LHOKSUKON – Komite Sekolah SMA Negeri 1 Matangkuli, Kabupaten Aceh Utara, H. Ismail Ishak menegaskan bahwa penentuan biaya kebutuhan bagi peserta didik baru tahun ajaran 2026/2027 murni berdasarkan hasil mufakat dalam rapat bersama orang tua siswa.
Kepada wartawan, Selasa (14/7/2026), H. Ismail Ishak menyatakan bahwa pertemuan tersebut sengaja digelar untuk membahas kesiapan pendaftaran ulang serta pemenuhan atribut sekolah bagi siswa baru.
“Melalui musyawarah mufakat antara komite dan wali murid, kami telah menyepakati besaran biaya daftar ulang. Seluruh dana yang terkumpul akan dialokasikan untuk memenuhi kebutuhan atribut wajib siswa,” ujar tokoh yang akrab disapa Waled tersebut.
Dalam forum tersebut, kata H. Ismail Ishak, disepakati bahwa koperasi sekolah akan mengoordinasikan penyediaan kelengkapan siswa.

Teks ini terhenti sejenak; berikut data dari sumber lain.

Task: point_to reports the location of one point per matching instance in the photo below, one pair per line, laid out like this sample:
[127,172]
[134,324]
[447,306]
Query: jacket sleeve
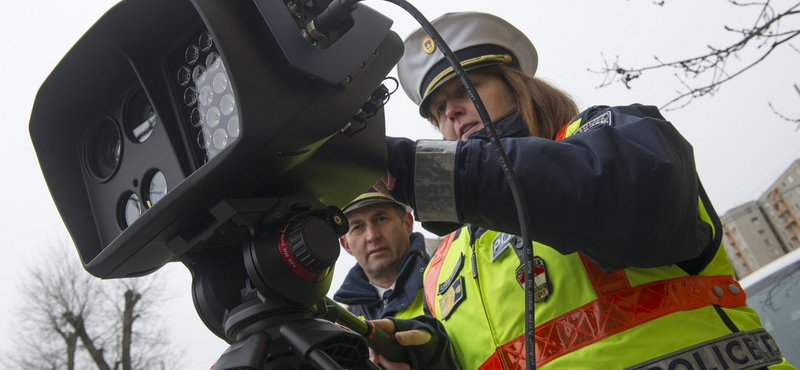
[622,190]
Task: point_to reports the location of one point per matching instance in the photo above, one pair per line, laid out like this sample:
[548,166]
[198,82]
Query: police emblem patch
[452,298]
[602,120]
[541,285]
[500,243]
[428,45]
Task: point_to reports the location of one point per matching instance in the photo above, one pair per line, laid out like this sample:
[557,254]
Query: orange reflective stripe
[638,305]
[604,283]
[434,267]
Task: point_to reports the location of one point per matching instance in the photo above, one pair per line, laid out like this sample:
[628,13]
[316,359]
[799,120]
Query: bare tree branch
[71,320]
[758,40]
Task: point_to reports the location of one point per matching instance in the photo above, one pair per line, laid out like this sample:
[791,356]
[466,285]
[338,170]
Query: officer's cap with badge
[372,196]
[477,39]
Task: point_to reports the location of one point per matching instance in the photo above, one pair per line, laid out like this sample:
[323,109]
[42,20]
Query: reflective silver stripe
[434,191]
[737,351]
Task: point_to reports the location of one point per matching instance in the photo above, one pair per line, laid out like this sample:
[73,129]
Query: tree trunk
[128,317]
[80,330]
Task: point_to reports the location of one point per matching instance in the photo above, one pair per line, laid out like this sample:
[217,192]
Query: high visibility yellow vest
[637,318]
[414,310]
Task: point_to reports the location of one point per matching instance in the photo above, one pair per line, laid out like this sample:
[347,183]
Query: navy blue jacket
[363,300]
[624,191]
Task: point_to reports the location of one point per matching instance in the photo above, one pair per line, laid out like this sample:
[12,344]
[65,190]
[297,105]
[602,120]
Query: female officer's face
[455,112]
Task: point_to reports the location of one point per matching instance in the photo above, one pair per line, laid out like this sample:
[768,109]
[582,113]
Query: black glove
[401,166]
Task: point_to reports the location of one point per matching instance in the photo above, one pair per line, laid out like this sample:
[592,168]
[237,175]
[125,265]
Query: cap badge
[428,45]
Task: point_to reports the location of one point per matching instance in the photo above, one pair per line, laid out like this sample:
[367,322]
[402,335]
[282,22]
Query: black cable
[511,177]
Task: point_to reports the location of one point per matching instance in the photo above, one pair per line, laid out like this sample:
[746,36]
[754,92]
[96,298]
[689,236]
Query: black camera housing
[294,102]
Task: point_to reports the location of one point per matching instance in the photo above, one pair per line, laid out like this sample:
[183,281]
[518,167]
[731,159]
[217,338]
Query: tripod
[260,275]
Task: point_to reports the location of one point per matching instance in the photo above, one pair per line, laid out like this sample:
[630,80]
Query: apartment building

Kebutuhan tersebut meliputi lambang atau simbol sekolah, dasi, dan Kartu Tanda Siswa (KTS), jilbab khusus untuk siswi, pakaian batik dan seragam olahraga, iuran Komite Sekolah, biaya OSIS, serta operasional Masa Pengenalan Lingkungan Sekolah (MPLS).
“Total biaya yang disepakati adalah sebesar Rp465.000 untuk siswi dan Rp460.000 untuk siswa. Guna meringankan beban wali murid, pembayaran dapat diangsur atau dilunasi setelah kegiatan belajar mengajar (KBM) efektif dimulai,” ujar H. Ismail Ishak.
Pada kesempatan itu, Kepala SMAN 1 Matangkuli, Zulfikar, S.Pd., M.Pd., juga menjelaskan bahwa pelibatan koperasi sekolah bertujuan untuk mempermudah para orang tua dalam mendapatkan seragam dan atribut yang seragam serta berkualitas.
Zulfikar menegaskan, kebijakan komite sekolah ini telah selaras dengan regulasi yang berlaku, yakni Peraturan Menteri Pendidikan, Kebudayaan, Riset, dan Teknologi (Permendikbudristek) Nomor 50 Tahun 2022.
“Kami sangat mengapresiasi komitmen dan dukungan para wali murid. Sebagai bentuk kepedulian sosial, rapat komite juga menyepakati pembebasan seluruh biaya tersebut bagi siswa yang berstatus yatim piatu,” kata Zulfikar.
Selain membahas aspek pembiayaan, pertemuan strategis tersebut juga menghasilkan keputusan terkait tata tertib sekolah, di antaranya larangan membawa telepon seluler (HP) ke lingkungan sekolah, serta penguatan karakter melalui Program Baca Al-Qur’an wajib bagi seluruh siswa Kelas X.